On the night he was betrayed, Jesus takes the bread and the wine, and says: “From now on this is my body and my blood, this is the shape through which you will recognize me, dwell in me and I in you – because the ultimate shape of my Body includes you”.
Peter wanted to build a tent for Jesus to ‘contain’ him’, possibly control access to him. God instead makes a tent in Jesus that becomes big enough to include all of us, make all of us one Body with him.
I mentioned two phases in this ultimate shape-shifting of Jesus’ body and obviously its completion happens with the Resurrection – and here we find a confirmation of how provisional the dazzling shape of the Transfiguration scene really was. The face of the Risen Jesus does not shine like the sun. On the contrary, he appears in the human form the disciples have always known – they can touch him, eat with him, converse with him – with the added advantage though that with this body Jesus can be in all places and all times.

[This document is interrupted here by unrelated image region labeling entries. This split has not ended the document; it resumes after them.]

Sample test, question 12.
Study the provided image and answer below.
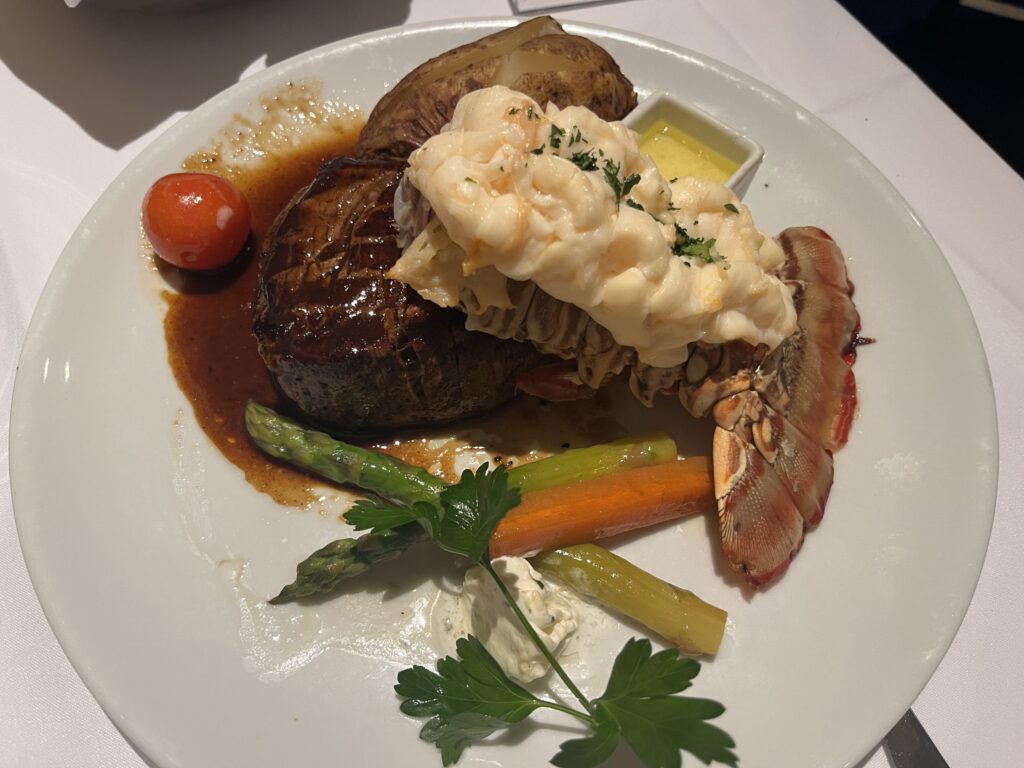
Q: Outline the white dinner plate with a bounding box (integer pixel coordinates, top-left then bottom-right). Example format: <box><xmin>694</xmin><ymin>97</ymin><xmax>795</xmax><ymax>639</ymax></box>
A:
<box><xmin>11</xmin><ymin>19</ymin><xmax>997</xmax><ymax>768</ymax></box>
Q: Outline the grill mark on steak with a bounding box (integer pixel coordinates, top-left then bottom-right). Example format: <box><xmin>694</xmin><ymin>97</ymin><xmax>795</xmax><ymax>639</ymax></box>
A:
<box><xmin>253</xmin><ymin>158</ymin><xmax>540</xmax><ymax>432</ymax></box>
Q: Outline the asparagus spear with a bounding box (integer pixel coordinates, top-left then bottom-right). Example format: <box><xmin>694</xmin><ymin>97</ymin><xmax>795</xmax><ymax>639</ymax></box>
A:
<box><xmin>246</xmin><ymin>401</ymin><xmax>676</xmax><ymax>604</ymax></box>
<box><xmin>270</xmin><ymin>522</ymin><xmax>429</xmax><ymax>605</ymax></box>
<box><xmin>246</xmin><ymin>400</ymin><xmax>445</xmax><ymax>504</ymax></box>
<box><xmin>530</xmin><ymin>544</ymin><xmax>727</xmax><ymax>653</ymax></box>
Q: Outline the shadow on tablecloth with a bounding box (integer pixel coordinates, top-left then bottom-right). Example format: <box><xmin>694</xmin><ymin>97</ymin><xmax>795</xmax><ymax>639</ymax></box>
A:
<box><xmin>0</xmin><ymin>0</ymin><xmax>410</xmax><ymax>148</ymax></box>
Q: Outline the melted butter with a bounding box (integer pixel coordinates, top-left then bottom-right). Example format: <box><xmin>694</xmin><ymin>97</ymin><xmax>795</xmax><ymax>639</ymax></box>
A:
<box><xmin>640</xmin><ymin>120</ymin><xmax>739</xmax><ymax>183</ymax></box>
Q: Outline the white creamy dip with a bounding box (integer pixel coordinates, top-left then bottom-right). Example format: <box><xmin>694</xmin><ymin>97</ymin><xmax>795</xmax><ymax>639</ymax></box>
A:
<box><xmin>445</xmin><ymin>557</ymin><xmax>580</xmax><ymax>682</ymax></box>
<box><xmin>389</xmin><ymin>86</ymin><xmax>796</xmax><ymax>368</ymax></box>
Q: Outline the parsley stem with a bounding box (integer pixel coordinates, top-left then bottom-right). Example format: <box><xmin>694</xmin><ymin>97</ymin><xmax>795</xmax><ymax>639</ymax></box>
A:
<box><xmin>480</xmin><ymin>557</ymin><xmax>594</xmax><ymax>717</ymax></box>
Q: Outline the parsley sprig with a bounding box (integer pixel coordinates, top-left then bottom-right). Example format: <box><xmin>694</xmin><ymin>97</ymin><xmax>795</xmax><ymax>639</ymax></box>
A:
<box><xmin>603</xmin><ymin>159</ymin><xmax>640</xmax><ymax>203</ymax></box>
<box><xmin>672</xmin><ymin>224</ymin><xmax>722</xmax><ymax>264</ymax></box>
<box><xmin>345</xmin><ymin>464</ymin><xmax>736</xmax><ymax>768</ymax></box>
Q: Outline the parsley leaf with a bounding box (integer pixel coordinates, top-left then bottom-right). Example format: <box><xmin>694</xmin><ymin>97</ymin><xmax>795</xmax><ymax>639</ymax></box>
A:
<box><xmin>604</xmin><ymin>160</ymin><xmax>640</xmax><ymax>203</ymax></box>
<box><xmin>551</xmin><ymin>638</ymin><xmax>736</xmax><ymax>768</ymax></box>
<box><xmin>394</xmin><ymin>635</ymin><xmax>547</xmax><ymax>765</ymax></box>
<box><xmin>345</xmin><ymin>464</ymin><xmax>519</xmax><ymax>563</ymax></box>
<box><xmin>672</xmin><ymin>224</ymin><xmax>721</xmax><ymax>264</ymax></box>
<box><xmin>414</xmin><ymin>464</ymin><xmax>519</xmax><ymax>563</ymax></box>
<box><xmin>569</xmin><ymin>152</ymin><xmax>597</xmax><ymax>171</ymax></box>
<box><xmin>345</xmin><ymin>497</ymin><xmax>430</xmax><ymax>534</ymax></box>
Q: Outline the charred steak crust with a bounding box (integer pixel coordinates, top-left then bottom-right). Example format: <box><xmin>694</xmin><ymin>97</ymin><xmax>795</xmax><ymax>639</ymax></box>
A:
<box><xmin>253</xmin><ymin>158</ymin><xmax>539</xmax><ymax>432</ymax></box>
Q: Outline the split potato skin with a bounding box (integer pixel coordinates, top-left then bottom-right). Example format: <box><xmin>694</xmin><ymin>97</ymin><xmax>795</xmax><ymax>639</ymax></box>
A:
<box><xmin>356</xmin><ymin>16</ymin><xmax>637</xmax><ymax>158</ymax></box>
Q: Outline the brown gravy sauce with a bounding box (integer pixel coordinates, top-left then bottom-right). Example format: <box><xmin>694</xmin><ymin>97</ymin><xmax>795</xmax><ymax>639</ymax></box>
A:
<box><xmin>161</xmin><ymin>82</ymin><xmax>362</xmax><ymax>506</ymax></box>
<box><xmin>153</xmin><ymin>83</ymin><xmax>626</xmax><ymax>507</ymax></box>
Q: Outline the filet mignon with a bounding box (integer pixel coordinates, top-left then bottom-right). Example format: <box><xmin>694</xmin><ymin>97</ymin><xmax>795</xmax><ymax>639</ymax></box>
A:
<box><xmin>253</xmin><ymin>158</ymin><xmax>540</xmax><ymax>432</ymax></box>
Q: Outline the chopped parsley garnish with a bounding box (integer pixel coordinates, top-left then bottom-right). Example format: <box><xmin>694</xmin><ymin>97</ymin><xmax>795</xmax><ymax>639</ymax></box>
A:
<box><xmin>569</xmin><ymin>152</ymin><xmax>597</xmax><ymax>171</ymax></box>
<box><xmin>604</xmin><ymin>160</ymin><xmax>640</xmax><ymax>203</ymax></box>
<box><xmin>672</xmin><ymin>224</ymin><xmax>722</xmax><ymax>264</ymax></box>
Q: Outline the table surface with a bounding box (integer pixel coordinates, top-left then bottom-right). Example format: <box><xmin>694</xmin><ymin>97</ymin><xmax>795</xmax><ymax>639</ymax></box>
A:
<box><xmin>0</xmin><ymin>0</ymin><xmax>1024</xmax><ymax>768</ymax></box>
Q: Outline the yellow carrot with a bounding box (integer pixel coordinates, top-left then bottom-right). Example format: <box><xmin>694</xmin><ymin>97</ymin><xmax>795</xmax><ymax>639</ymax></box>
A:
<box><xmin>490</xmin><ymin>457</ymin><xmax>715</xmax><ymax>557</ymax></box>
<box><xmin>530</xmin><ymin>544</ymin><xmax>727</xmax><ymax>653</ymax></box>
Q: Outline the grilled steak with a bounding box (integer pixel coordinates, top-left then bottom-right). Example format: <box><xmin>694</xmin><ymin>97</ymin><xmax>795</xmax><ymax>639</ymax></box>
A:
<box><xmin>253</xmin><ymin>158</ymin><xmax>539</xmax><ymax>432</ymax></box>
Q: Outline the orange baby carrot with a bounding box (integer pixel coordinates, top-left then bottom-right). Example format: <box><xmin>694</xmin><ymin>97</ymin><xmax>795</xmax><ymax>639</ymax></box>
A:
<box><xmin>490</xmin><ymin>456</ymin><xmax>715</xmax><ymax>557</ymax></box>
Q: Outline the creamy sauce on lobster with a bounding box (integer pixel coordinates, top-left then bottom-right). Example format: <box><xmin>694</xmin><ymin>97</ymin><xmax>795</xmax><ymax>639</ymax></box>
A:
<box><xmin>390</xmin><ymin>86</ymin><xmax>796</xmax><ymax>368</ymax></box>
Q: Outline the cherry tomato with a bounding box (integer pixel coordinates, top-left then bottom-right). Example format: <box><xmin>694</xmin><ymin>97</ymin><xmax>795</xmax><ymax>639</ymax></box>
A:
<box><xmin>142</xmin><ymin>173</ymin><xmax>252</xmax><ymax>270</ymax></box>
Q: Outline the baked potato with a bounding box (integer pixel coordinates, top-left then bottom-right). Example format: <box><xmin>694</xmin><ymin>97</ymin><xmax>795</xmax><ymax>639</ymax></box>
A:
<box><xmin>356</xmin><ymin>16</ymin><xmax>637</xmax><ymax>158</ymax></box>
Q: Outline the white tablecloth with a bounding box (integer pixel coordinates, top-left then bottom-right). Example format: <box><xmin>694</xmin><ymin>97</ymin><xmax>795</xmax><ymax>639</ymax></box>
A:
<box><xmin>0</xmin><ymin>0</ymin><xmax>1024</xmax><ymax>768</ymax></box>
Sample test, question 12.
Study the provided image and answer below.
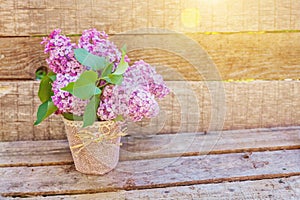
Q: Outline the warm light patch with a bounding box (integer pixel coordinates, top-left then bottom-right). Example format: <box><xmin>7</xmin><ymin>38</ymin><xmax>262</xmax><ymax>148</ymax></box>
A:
<box><xmin>181</xmin><ymin>8</ymin><xmax>200</xmax><ymax>28</ymax></box>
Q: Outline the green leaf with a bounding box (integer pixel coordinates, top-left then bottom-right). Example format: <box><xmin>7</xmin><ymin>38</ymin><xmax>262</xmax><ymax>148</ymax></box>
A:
<box><xmin>103</xmin><ymin>74</ymin><xmax>123</xmax><ymax>85</ymax></box>
<box><xmin>114</xmin><ymin>46</ymin><xmax>129</xmax><ymax>75</ymax></box>
<box><xmin>47</xmin><ymin>72</ymin><xmax>56</xmax><ymax>82</ymax></box>
<box><xmin>62</xmin><ymin>71</ymin><xmax>101</xmax><ymax>100</ymax></box>
<box><xmin>83</xmin><ymin>95</ymin><xmax>100</xmax><ymax>127</ymax></box>
<box><xmin>34</xmin><ymin>99</ymin><xmax>57</xmax><ymax>125</ymax></box>
<box><xmin>74</xmin><ymin>48</ymin><xmax>110</xmax><ymax>71</ymax></box>
<box><xmin>38</xmin><ymin>72</ymin><xmax>56</xmax><ymax>103</ymax></box>
<box><xmin>113</xmin><ymin>115</ymin><xmax>124</xmax><ymax>122</ymax></box>
<box><xmin>62</xmin><ymin>113</ymin><xmax>83</xmax><ymax>121</ymax></box>
<box><xmin>101</xmin><ymin>64</ymin><xmax>114</xmax><ymax>77</ymax></box>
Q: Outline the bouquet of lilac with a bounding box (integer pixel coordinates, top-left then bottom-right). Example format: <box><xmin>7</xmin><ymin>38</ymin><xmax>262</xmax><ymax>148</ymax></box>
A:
<box><xmin>35</xmin><ymin>29</ymin><xmax>170</xmax><ymax>127</ymax></box>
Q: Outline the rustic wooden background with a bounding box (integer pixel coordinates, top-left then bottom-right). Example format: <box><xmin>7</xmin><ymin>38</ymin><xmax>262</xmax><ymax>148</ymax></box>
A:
<box><xmin>0</xmin><ymin>0</ymin><xmax>300</xmax><ymax>141</ymax></box>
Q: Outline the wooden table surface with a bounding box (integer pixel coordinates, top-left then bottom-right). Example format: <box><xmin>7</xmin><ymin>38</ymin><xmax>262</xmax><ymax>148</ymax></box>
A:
<box><xmin>0</xmin><ymin>127</ymin><xmax>300</xmax><ymax>199</ymax></box>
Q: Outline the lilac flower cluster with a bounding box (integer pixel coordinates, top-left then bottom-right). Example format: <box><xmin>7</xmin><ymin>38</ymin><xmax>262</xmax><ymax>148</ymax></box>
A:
<box><xmin>42</xmin><ymin>29</ymin><xmax>170</xmax><ymax>121</ymax></box>
<box><xmin>52</xmin><ymin>74</ymin><xmax>88</xmax><ymax>116</ymax></box>
<box><xmin>41</xmin><ymin>29</ymin><xmax>88</xmax><ymax>116</ymax></box>
<box><xmin>78</xmin><ymin>28</ymin><xmax>122</xmax><ymax>67</ymax></box>
<box><xmin>97</xmin><ymin>61</ymin><xmax>170</xmax><ymax>122</ymax></box>
<box><xmin>41</xmin><ymin>29</ymin><xmax>85</xmax><ymax>76</ymax></box>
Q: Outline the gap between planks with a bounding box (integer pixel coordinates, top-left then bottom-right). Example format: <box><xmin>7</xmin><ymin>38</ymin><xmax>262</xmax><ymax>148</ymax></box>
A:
<box><xmin>0</xmin><ymin>127</ymin><xmax>300</xmax><ymax>167</ymax></box>
<box><xmin>17</xmin><ymin>176</ymin><xmax>300</xmax><ymax>200</ymax></box>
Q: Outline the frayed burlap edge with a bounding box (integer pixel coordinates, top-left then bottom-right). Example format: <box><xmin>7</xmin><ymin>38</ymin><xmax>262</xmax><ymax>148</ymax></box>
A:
<box><xmin>63</xmin><ymin>118</ymin><xmax>121</xmax><ymax>175</ymax></box>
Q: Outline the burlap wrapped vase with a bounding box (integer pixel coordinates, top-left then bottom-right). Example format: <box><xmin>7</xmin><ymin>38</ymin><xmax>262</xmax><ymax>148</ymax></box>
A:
<box><xmin>63</xmin><ymin>118</ymin><xmax>124</xmax><ymax>175</ymax></box>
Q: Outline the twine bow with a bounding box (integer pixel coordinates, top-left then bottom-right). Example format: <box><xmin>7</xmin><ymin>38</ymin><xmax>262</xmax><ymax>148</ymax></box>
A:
<box><xmin>70</xmin><ymin>121</ymin><xmax>127</xmax><ymax>155</ymax></box>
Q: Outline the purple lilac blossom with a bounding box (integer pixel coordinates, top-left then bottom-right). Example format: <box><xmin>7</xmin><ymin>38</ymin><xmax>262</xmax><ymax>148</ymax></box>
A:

The shape of this ubiquitous presence though brings us back to the bread and the wine: Jesus is present, makes us one with his body, introduces us in his tent, through the breaking of the bread.
Please, feel entirely free to disagree with my interpretation of the Transfiguration. I know well how respectable is the spiritual tradition that sees in the dazzling garments and the sun-like shining of Jesus’ face a real manifestation of God. Even if this was the case though, this is definitely not the shape in which we meet God now.
The Transfiguration happens every Sunday. God meets us in the breaking of the bread, invites us in his tent through communion – and there you have the ultimate shape of God: you and me, our community, the love we have, or try to have for one another, and for every person God sends on our way.